Dr. Spencer with Student Health and Wellness Center staff, from left: Kim Roark, SHWC Operations Manager; Bell Charkarutpahu, Registered Nurse; and Trisha Chiang, Family Nurse Practitioner. Photo by Jennifer Atalla
And finally, what do you love about working at an art and design college? Do you have any artistic tendencies, or has being surrounded by artists and designers had any sort of impact on you?

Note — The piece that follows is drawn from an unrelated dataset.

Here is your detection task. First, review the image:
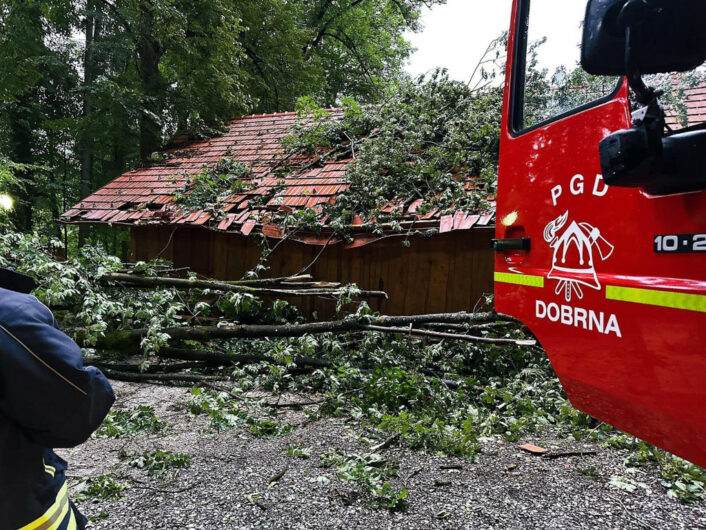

I get asked this question a lot by my outside peers. I would actually say that I love being surrounded by the creativity. Medicine can be very procedure-oriented, and very sterilized. They say that there’s an art to medicine, however, it is very different than an art and design environment. Annual Exhibition [the showcase of graduating student work across the College] is my favorite time of the year because we see students in such a different capacity. Ordinarily, we see students when they’re at their worst—when they’re sick, when they’re not feeling well, when they’re stressed out. And then when we see their work at Annual Exhibition, and students will run up to me and say, “Dr. Spencer, this is what I was working on that entire time you were helping me.” They’re so excited to share it with you and you’re so proud of them, and you see their creativity and it just blows your mind. In the Student Health and Wellness Center we have student artwork up and my ideal is to have a rotation of student artwork up because I love being able to support the students in that way. As for my own artistic tendencies, they are very minimal. I do love DIY stuff. I make soap. I make candles for family members. I’m by no means artistic, but I love being surrounded by it, and I love having it in my office. The students are really my favorite part of working at Otis.